Muitos professores de escolas portuguesas nas ilhas e no estrangeiro vão gastar centenas de euros para fazer a prova de avaliação e continuam sem garantia de que as faltas às aulas serão justificadas, alertou o sindicado.

O aviso de abertura da Prova de Conhecimentos e Capacidades para educadores de infância e professores do básico e secundário não integrados na carreira docente foi publicado na terça-feira em Diário da República, dando informações como as localidades onde se poderá realizar a prova.

Nos Açores, serão feitas em apenas três das nove ilhas: na Terceira (na Praia da Vitória), Faial (Horta) e S. Miguel (Ponta Delgada). Os professores das restantes ilhas terão de fazer a viagem para poder estar a 18 de dezembro numa daquelas três cidades.

«Existem várias situações graves de dificuldade de realização da prova. Desde logo nas ilhas, porque a concentração só em algumas ilhas faz com que os candidatos tenham que pagar do seu bolso as viagens e alojamentos, porque isto implica sempre mais do que um dia. São dois ou três dias de deslocação e é preciso que não haja tempestades que impeçam as viagens», lembrou o secretário-geral da Federação Nacional da Educação (FNE), João Dias da Silva.

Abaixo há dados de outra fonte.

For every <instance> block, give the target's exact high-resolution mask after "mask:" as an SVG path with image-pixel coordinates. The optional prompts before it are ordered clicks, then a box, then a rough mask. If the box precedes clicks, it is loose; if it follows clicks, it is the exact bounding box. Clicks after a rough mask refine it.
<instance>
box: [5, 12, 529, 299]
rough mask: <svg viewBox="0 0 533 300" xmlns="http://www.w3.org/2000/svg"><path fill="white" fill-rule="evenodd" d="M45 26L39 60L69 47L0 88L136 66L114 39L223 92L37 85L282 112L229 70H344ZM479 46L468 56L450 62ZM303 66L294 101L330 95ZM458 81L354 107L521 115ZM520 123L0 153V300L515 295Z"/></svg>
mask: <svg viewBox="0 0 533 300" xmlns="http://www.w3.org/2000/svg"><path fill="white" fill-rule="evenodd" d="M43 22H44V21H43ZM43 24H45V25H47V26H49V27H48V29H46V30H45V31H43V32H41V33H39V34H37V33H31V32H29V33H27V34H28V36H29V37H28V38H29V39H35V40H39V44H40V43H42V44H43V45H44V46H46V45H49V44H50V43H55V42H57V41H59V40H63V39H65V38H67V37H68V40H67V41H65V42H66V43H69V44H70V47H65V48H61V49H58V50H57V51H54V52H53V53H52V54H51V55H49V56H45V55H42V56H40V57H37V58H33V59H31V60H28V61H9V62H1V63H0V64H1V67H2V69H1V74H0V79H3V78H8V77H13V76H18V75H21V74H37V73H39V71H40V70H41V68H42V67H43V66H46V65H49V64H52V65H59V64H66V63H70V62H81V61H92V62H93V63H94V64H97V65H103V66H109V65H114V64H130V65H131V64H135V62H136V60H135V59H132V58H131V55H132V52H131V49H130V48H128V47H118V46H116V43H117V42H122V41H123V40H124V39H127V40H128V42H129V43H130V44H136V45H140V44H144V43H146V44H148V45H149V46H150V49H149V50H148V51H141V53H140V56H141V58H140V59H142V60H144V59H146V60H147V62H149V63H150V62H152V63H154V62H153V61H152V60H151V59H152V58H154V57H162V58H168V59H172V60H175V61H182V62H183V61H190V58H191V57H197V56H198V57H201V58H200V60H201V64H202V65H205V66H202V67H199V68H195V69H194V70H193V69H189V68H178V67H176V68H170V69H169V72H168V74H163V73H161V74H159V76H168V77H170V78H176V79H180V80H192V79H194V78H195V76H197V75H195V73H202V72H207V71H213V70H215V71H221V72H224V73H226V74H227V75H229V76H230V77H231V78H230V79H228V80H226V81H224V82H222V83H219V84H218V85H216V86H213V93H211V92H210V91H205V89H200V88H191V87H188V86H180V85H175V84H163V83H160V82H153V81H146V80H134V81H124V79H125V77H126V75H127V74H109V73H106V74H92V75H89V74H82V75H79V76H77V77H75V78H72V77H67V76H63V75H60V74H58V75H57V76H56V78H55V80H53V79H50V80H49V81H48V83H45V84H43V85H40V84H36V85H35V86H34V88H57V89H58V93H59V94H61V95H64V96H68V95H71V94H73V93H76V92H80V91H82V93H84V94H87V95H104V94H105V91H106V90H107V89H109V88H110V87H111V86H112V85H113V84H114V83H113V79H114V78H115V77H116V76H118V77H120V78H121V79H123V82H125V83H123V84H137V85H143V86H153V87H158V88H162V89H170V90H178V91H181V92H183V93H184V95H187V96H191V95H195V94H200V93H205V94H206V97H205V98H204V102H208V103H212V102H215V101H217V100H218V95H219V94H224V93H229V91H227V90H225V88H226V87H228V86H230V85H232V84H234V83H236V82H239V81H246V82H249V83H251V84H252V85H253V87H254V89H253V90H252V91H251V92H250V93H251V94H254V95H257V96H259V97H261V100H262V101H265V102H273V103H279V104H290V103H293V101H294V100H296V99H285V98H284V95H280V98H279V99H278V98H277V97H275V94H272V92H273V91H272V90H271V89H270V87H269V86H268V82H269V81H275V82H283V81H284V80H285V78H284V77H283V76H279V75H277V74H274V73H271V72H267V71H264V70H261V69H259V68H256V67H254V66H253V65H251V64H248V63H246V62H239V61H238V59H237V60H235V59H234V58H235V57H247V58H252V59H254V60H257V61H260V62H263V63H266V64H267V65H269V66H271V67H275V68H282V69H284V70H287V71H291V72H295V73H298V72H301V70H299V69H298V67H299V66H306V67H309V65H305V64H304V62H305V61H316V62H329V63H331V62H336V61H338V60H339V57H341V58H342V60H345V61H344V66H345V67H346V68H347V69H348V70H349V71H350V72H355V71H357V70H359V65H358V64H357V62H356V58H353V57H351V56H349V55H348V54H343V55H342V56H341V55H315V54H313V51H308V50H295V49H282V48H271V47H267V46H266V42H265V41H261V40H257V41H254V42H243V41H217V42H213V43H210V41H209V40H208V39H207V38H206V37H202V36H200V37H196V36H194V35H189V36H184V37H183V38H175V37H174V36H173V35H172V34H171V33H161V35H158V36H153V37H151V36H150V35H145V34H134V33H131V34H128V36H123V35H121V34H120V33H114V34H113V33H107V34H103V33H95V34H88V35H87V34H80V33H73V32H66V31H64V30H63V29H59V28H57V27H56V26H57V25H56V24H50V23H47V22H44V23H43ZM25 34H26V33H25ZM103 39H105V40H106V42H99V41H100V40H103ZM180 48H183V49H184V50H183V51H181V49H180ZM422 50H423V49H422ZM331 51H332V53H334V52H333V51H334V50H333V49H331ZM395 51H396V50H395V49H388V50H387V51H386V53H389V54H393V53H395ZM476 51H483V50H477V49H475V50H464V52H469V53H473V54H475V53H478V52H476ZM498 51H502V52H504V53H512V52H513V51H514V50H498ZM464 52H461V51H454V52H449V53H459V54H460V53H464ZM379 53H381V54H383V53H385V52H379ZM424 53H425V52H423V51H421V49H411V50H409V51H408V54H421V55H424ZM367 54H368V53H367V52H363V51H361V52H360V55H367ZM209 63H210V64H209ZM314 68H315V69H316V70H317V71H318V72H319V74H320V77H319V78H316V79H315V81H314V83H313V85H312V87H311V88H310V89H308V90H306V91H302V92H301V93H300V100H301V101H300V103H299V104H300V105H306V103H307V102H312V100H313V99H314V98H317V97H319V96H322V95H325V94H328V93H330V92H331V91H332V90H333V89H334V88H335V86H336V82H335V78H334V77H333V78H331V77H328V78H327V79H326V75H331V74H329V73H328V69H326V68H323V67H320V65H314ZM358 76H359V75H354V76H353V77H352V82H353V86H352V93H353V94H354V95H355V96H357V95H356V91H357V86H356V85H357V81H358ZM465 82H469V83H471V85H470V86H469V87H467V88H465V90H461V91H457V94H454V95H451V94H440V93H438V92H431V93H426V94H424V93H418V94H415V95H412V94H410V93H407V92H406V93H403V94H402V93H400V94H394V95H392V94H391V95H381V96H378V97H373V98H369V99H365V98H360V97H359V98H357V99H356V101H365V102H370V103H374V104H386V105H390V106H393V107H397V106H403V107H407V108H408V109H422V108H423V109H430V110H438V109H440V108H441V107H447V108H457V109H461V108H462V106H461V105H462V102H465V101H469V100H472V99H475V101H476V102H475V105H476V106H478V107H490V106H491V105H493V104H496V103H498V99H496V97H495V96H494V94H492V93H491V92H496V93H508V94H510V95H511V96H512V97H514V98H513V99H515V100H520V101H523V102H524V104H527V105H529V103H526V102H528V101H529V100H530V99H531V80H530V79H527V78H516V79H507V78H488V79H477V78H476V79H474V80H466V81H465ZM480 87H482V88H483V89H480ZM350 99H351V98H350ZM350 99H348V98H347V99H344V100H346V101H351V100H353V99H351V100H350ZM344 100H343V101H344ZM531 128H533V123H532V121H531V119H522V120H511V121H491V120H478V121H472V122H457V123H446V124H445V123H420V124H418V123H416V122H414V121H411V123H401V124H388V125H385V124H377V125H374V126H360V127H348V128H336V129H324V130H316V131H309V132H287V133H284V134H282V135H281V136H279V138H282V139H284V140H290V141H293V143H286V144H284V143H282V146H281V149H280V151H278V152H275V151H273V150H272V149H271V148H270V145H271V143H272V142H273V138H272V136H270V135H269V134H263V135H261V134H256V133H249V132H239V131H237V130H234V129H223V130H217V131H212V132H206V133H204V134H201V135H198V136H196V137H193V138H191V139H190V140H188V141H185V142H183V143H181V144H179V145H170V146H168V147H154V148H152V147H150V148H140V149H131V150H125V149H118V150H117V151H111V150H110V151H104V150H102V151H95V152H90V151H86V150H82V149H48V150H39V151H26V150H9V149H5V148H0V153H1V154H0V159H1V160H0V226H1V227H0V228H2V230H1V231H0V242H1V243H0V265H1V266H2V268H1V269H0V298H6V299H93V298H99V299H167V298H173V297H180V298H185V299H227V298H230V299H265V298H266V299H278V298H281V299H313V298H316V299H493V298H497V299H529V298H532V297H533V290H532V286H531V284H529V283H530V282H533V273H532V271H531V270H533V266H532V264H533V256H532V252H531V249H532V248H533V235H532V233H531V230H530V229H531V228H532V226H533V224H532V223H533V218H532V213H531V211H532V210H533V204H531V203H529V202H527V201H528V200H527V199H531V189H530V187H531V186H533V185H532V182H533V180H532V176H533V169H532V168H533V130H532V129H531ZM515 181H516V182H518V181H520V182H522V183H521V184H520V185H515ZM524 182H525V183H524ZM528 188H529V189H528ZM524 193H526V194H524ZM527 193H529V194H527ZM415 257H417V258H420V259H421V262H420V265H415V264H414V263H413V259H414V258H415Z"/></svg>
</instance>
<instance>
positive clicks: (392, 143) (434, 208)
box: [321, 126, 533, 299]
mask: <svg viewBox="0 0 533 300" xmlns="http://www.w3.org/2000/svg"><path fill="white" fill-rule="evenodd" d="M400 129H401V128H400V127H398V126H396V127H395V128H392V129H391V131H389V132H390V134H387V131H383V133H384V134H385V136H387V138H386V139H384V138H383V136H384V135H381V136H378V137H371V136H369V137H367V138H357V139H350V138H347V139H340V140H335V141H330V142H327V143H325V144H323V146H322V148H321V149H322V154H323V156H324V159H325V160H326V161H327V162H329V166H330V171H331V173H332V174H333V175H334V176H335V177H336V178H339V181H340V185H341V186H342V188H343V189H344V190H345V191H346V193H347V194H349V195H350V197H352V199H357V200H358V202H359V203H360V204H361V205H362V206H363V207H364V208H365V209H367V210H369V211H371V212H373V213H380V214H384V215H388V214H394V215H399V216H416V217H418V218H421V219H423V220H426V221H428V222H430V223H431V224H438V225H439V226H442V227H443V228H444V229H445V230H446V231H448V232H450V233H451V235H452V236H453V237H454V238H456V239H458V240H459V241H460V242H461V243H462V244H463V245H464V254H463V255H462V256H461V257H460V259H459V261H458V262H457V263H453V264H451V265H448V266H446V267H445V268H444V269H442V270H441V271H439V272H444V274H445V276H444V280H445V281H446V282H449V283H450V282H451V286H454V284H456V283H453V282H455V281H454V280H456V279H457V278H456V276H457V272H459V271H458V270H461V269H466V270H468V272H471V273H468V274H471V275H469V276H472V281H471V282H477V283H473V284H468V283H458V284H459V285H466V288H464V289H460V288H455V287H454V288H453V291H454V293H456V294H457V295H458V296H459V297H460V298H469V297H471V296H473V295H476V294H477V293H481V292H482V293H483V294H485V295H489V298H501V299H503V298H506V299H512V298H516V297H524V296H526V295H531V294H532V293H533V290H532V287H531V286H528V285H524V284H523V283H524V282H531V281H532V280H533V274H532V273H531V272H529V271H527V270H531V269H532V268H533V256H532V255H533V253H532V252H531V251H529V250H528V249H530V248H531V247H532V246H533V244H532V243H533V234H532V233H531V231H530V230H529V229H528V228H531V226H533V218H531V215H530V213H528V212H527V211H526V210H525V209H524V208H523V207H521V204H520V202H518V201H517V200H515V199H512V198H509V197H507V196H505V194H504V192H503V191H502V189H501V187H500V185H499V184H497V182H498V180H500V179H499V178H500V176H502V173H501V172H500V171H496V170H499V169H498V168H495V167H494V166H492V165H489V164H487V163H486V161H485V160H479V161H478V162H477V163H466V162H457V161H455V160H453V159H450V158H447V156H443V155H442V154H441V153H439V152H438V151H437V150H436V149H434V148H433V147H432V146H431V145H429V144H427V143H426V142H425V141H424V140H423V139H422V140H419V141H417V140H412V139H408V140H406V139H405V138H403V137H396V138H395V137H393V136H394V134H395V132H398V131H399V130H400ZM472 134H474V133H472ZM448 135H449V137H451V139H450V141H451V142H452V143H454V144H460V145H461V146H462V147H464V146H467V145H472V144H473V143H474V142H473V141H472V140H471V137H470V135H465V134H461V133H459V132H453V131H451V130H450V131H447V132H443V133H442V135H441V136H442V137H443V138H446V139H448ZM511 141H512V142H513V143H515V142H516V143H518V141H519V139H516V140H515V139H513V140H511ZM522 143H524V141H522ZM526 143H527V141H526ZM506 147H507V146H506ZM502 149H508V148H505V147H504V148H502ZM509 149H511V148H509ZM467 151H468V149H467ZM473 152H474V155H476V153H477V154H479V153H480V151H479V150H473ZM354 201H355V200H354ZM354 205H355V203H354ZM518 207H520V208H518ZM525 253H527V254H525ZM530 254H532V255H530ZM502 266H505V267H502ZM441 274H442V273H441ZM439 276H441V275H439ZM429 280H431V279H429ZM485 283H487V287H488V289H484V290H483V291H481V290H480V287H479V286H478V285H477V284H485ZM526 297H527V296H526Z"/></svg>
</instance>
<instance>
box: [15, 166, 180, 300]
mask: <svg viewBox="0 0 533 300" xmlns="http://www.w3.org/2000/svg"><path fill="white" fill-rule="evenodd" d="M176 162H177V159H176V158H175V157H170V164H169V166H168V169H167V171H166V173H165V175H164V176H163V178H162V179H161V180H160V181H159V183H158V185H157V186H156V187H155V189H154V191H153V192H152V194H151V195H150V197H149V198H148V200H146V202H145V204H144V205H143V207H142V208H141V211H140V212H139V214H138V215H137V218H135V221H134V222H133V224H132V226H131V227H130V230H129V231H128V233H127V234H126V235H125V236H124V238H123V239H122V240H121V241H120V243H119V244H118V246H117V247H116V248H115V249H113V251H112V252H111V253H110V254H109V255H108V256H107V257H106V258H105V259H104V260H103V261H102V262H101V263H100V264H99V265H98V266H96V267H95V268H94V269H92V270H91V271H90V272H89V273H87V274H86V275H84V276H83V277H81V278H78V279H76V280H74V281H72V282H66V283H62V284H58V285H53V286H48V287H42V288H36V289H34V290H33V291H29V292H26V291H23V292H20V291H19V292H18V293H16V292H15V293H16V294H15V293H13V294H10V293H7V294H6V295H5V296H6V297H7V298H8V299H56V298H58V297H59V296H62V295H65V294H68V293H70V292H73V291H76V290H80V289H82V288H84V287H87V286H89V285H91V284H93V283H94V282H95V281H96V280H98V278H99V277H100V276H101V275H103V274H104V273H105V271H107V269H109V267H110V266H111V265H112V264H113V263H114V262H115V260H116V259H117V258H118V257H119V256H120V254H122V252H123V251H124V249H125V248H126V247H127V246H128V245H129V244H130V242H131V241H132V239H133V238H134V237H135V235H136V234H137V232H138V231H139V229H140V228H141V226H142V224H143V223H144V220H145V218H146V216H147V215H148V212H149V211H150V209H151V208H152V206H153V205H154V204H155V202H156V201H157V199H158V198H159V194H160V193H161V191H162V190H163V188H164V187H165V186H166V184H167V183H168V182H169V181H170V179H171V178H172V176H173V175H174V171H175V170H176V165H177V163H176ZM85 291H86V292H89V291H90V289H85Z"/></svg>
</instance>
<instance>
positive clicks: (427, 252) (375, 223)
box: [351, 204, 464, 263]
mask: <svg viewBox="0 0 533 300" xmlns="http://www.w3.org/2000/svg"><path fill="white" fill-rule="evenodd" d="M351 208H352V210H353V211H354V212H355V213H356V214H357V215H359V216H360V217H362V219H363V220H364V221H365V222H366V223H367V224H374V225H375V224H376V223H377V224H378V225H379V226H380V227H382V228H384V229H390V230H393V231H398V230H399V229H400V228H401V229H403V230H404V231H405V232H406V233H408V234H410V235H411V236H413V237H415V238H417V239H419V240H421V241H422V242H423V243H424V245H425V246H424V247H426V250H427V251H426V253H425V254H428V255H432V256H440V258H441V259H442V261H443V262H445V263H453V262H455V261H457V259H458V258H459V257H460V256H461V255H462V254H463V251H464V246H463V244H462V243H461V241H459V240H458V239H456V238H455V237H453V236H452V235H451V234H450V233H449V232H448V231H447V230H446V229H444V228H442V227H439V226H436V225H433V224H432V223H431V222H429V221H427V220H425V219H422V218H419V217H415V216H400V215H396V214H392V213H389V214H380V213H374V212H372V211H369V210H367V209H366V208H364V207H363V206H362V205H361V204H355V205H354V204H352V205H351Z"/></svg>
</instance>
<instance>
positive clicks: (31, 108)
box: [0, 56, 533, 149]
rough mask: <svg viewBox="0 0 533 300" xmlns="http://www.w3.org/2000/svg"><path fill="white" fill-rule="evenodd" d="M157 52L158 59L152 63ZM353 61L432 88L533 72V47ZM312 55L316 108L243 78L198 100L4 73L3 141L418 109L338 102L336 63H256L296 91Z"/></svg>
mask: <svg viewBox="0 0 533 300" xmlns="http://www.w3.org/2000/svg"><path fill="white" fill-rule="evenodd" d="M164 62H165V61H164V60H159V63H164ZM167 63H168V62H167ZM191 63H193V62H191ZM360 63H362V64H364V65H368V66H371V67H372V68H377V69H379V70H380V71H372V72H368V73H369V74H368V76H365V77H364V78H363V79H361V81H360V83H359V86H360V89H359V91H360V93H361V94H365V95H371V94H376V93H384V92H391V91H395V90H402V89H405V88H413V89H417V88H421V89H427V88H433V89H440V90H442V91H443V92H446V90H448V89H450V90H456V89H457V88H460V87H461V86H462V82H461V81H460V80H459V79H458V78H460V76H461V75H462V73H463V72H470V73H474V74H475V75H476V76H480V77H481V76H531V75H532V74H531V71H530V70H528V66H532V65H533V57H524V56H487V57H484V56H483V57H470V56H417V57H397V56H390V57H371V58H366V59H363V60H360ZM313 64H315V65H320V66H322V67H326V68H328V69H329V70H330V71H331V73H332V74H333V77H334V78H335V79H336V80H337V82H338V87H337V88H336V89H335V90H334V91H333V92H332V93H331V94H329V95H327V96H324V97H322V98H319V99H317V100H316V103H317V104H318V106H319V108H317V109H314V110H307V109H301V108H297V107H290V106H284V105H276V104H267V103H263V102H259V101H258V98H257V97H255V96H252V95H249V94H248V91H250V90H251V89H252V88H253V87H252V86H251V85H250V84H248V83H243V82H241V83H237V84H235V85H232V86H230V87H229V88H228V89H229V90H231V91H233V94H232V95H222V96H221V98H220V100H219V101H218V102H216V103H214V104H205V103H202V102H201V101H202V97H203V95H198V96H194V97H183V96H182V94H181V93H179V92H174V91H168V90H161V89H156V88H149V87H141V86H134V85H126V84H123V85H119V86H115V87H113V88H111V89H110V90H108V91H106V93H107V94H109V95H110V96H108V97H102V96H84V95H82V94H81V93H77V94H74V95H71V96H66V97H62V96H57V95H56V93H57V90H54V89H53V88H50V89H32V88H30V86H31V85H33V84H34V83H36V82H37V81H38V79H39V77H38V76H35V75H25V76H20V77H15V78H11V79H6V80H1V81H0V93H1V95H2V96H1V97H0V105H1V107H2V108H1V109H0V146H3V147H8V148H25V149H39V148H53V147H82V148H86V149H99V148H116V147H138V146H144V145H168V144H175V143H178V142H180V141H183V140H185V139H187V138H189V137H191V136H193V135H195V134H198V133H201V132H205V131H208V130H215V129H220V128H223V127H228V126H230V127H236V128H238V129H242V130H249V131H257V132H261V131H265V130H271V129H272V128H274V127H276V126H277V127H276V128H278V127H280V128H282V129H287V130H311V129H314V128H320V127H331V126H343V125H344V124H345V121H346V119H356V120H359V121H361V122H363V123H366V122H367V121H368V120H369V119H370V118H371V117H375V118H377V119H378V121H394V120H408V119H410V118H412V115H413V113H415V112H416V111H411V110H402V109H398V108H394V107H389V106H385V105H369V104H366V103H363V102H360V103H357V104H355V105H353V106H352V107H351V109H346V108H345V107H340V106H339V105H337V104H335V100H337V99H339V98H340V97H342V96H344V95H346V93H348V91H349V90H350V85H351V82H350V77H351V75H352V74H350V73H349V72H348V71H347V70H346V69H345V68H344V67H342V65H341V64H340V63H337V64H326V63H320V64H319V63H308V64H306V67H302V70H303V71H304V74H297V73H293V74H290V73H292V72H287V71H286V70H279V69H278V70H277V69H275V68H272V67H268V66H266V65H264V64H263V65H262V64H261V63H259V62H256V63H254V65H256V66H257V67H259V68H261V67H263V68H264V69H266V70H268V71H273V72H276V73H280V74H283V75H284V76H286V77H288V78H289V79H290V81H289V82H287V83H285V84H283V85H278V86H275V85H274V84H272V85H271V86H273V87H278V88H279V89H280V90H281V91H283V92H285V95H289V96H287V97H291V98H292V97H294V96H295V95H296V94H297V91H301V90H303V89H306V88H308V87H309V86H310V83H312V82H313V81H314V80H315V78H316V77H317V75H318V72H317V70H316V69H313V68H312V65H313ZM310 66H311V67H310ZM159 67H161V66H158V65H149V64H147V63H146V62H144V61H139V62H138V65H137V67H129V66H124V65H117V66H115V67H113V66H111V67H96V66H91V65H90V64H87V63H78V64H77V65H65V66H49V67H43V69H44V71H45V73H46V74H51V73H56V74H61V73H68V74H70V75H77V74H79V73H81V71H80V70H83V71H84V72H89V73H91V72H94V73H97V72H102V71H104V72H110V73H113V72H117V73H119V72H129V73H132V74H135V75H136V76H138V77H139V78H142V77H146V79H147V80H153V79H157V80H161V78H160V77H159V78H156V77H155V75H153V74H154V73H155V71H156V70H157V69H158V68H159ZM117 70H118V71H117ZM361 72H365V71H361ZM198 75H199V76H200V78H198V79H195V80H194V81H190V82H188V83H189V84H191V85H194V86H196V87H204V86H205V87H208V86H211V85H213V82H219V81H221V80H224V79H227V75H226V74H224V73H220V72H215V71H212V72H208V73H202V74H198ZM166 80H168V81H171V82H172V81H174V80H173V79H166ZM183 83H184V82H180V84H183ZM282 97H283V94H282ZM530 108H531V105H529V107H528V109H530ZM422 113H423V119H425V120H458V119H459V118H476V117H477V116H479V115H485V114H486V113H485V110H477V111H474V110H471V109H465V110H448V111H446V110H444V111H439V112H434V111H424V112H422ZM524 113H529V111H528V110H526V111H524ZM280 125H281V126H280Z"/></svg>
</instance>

Ainda mais grave é o caso dos professores colocados no estrangeiro: «Estão obrigados a vir realizar a prova a Portugal pagando do seu bolso a deslocação e as estadias necessárias», disse o sindicalista, dando exemplos de docentes que estão na África do Sul, Estados Unidos, Namíbia, ou nas escolas portuguesas em Maputo, Luanda, Alemanha, Luxemburgo ou Suíça.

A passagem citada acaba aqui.